Nudge
Food delivery apps are functionally identical and hide their AI. Nudge makes curation visible and turns group ordering into a game.
Design a food delivery iOS app across five assignments, from concept and wireframes through to a token system, component library, and high-fidelity interactive prototype.
How might we design a food delivery app that feels personally curated, and turns group ordering from the most frustrating part of the experience into something people actually enjoy?
nudge
Curated for you. Ordered together.
Wireframes - the foundation every subsequent assignment built on.
Light and dark mode in parallel — full semantic colour set.
Poppins for headings, Inter for UI. Spacing scale 4–32.
Every state defined before any screen was assembled.
Making the algorithm visible
The home screen shows current preference tags as editable chips, you can see exactly why something is recommended, and change it instantly.
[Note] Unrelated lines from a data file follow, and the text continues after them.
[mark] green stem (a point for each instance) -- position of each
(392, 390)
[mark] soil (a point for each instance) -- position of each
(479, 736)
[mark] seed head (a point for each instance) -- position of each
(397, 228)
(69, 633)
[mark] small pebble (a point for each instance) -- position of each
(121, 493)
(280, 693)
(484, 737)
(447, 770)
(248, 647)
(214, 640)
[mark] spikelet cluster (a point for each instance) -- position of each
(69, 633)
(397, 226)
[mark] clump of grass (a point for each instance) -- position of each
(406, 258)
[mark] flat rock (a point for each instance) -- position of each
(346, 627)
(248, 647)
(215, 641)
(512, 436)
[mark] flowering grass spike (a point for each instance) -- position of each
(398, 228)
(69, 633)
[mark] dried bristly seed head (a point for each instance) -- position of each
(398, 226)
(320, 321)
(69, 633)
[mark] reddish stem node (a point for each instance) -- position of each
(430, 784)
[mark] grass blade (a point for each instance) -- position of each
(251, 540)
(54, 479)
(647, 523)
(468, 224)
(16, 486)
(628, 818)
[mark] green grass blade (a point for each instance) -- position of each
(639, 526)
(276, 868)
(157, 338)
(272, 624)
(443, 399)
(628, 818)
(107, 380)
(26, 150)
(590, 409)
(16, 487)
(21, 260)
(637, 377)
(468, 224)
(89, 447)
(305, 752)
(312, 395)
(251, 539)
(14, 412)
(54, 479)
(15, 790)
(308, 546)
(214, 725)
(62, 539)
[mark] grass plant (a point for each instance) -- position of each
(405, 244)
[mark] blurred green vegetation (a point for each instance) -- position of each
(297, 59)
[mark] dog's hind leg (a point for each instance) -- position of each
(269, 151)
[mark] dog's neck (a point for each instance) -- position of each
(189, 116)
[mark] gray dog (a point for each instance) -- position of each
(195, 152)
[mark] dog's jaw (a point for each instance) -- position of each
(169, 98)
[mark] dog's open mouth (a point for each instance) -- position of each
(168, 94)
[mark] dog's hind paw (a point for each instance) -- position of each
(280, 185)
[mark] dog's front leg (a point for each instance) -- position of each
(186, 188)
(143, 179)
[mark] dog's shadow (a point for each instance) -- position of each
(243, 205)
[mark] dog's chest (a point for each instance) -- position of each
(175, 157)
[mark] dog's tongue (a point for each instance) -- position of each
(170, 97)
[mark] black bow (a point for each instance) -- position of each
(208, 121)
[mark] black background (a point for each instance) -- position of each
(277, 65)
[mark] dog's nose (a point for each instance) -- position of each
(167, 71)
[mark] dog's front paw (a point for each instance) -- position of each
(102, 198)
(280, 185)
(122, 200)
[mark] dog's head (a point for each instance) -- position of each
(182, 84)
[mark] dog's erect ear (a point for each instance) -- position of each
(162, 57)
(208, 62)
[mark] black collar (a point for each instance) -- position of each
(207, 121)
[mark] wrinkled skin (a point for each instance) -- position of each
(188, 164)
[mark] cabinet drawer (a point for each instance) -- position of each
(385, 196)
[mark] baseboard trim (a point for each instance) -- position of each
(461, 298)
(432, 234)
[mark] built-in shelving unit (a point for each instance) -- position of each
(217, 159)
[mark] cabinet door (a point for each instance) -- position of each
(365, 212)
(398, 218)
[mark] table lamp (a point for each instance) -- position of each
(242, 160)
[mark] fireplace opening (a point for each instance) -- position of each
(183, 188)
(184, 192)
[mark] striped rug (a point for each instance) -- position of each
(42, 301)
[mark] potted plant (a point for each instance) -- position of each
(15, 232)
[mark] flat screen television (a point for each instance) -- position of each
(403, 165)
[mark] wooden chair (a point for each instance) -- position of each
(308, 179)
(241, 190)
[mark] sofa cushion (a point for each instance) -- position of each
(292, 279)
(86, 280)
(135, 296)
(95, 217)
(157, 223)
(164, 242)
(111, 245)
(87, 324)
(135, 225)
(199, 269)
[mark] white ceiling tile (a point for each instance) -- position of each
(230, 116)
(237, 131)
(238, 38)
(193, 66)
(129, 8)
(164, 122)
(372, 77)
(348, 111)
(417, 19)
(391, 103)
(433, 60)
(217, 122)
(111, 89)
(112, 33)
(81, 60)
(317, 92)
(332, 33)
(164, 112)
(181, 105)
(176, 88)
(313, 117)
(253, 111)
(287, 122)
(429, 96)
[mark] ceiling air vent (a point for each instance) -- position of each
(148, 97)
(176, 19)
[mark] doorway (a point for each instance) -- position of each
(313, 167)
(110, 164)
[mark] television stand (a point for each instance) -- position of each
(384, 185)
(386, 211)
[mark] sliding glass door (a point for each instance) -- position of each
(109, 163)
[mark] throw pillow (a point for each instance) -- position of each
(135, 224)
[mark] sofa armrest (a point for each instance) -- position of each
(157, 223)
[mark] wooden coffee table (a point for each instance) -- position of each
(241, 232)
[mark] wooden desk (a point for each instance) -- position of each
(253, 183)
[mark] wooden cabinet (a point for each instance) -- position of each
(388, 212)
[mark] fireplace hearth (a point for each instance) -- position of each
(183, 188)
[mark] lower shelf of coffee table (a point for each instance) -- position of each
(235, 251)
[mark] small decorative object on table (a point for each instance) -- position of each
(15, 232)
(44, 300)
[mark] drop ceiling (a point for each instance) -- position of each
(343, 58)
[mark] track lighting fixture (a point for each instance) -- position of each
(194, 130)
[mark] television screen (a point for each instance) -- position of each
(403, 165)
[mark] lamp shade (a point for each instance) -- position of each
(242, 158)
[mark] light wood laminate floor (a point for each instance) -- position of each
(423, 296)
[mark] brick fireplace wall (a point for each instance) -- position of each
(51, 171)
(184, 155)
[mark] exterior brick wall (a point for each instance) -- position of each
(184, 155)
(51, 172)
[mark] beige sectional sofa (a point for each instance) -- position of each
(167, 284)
"Most apps hide their AI. Nudge puts it on the home screen, visible, editable, honest."
Food decisions as a game
Friends join a group order and swipe on dishes independently. The app surfaces what everyone agreed on, one cart, no arguments.
"Four people, four preferences. The swipe mechanic turns disagreement into a game."
No more Revolut requests
Everyone adds their own items to a shared cart from their own phone. When it comes to paying, each person pays only their share via Apple Pay, the order goes to the restaurant once everyone has paid.
"No Revolut requests. Just tap to pay your share and it's done."
25+ screens. One system.
The token system did what a system is supposed to do, one colour change propagated everywhere simultaneously.
The group swiping flow was the riskiest idea in the project. It ended up the most distinctive feature.
Prototype the group swiping interaction, the screens show all states but the animation would make it land harder.
Test the AI preference tags with real users earlier, intuitive to design but might not map to how people think about food.